Sabonana Transkei

     This last week passed slowly and heavily with the weight of this morning’s departure ever present in my mind. We left the Haven, our home for the past 2 and a half months, in the early African dawn that peeked shyly through the trailing rain clouds. Our journey from this point will take us back along the coastal route of the N2, through the folded mountains and the tumultuous landscape, through the profound scenery and mosaic terrain that is South Africa, all the way back to Cape Town. This is not a journey out of Africa, however, and certainly not a trip back to the US only to leave this place behind. At this point, such a feat would be impossible. Instead, this is a progression (not a regression) throughout the continually unfolding contingency of my life. I cannot leave this place behind--parts of myself are held in the waters and soils and the woods and the people that I have seen and known and made a home with for the past months of my life. Regardless, the upcoming week still holds many adventures before we actually leave and many more stories to be told.

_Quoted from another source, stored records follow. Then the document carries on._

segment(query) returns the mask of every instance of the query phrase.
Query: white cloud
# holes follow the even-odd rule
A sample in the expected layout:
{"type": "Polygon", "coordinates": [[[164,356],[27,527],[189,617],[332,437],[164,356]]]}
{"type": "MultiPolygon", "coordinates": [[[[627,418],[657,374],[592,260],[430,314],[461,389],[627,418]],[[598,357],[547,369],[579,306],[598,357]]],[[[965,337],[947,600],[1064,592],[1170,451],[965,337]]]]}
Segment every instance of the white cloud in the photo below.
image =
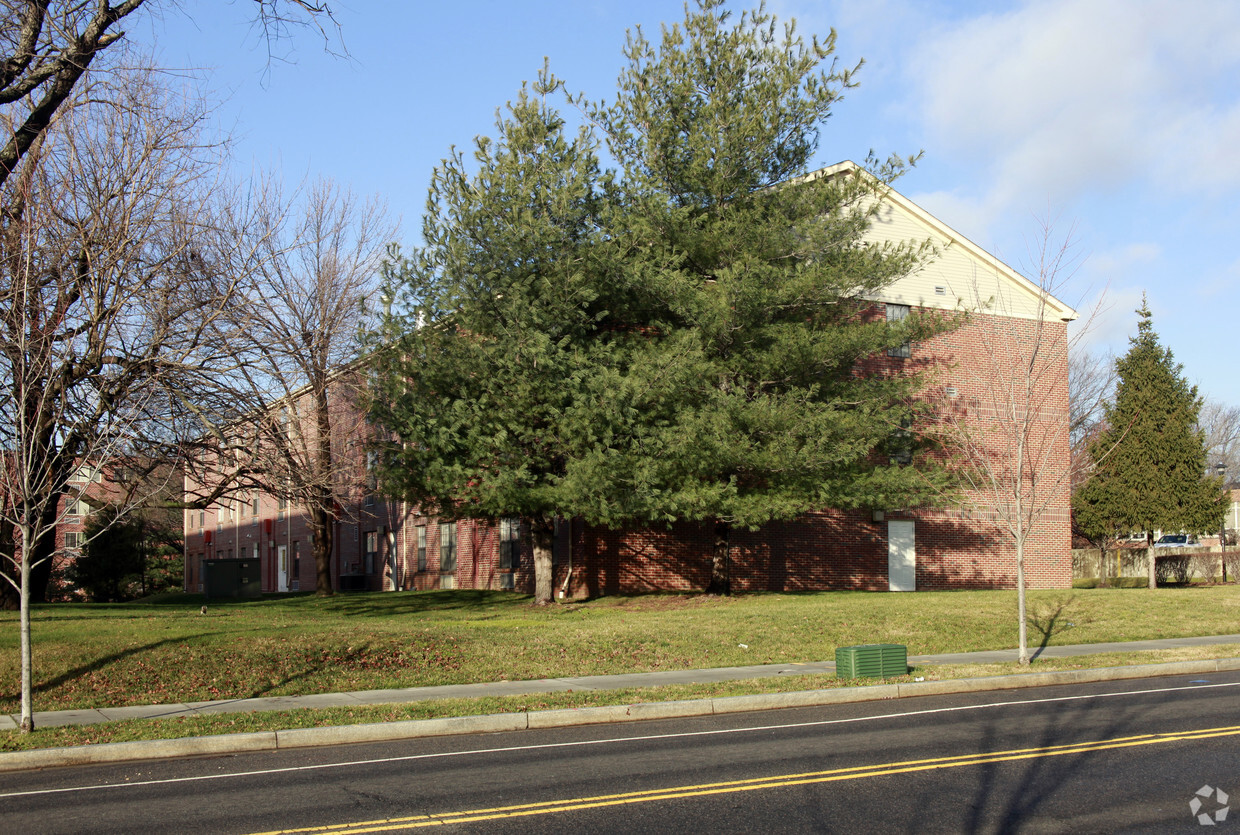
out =
{"type": "Polygon", "coordinates": [[[989,169],[992,209],[1134,176],[1240,184],[1240,4],[1031,0],[928,30],[907,69],[941,149],[989,169]]]}
{"type": "MultiPolygon", "coordinates": [[[[1130,243],[1117,249],[1090,255],[1073,282],[1084,294],[1075,300],[1081,314],[1075,329],[1085,329],[1083,344],[1113,353],[1127,350],[1128,337],[1136,333],[1146,280],[1162,265],[1163,249],[1155,243],[1130,243]]],[[[1157,312],[1157,299],[1150,307],[1157,312]]]]}
{"type": "Polygon", "coordinates": [[[1128,338],[1137,332],[1135,311],[1141,307],[1144,292],[1132,286],[1100,291],[1077,308],[1080,318],[1072,323],[1070,335],[1090,351],[1123,354],[1128,350],[1128,338]]]}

    Before leaving the Wild Coast and bidding a final goodbye to the Transkei, we made a serious point of making our farewell fittingly epic. After a few nights of “borrowing” canoes for nighttime river adventures and failed ocean excursions, after morning sunrises from the lighthouse, after bonfires and music and singing Xhosa songs on the beach, after fishing and tagging sharks in a storm, after crossing shark and crocodile infested rivers, after rum and local brews and dancing, we drove out through the same rolling hills and along the same dirt roads that had once taken us to this unfamiliar place. We now leave it as a home away from home, sometimes maybe even a home in its own right, with friends and people and stories and memories that will stay with us forever. To my new friends, I wish you all the love and happiness in the world. See you in time, surely, but not soon enough.

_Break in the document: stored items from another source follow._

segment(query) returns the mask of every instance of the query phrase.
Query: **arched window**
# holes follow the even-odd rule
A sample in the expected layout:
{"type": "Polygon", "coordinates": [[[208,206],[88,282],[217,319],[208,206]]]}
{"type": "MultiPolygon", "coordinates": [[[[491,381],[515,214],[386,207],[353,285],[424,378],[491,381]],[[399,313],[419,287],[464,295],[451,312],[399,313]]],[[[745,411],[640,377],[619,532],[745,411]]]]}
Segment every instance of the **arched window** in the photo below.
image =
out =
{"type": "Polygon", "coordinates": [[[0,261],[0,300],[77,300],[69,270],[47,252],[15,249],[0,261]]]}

    This afternoon, we arrived just outside Ado Elephant Park, a national park on the southern coast that prides itself on housing the “Big 5” (that is white rhino, lion, jaguar, cape buffalo and of course, elephant) as well as a coastline with great whites and whales. Tomorrow, it is early morning and late night game drives through the park and relaxing in the beautiful aura of nature that has, at this point in human history, become exclusively confined to demarcated areas and national parks.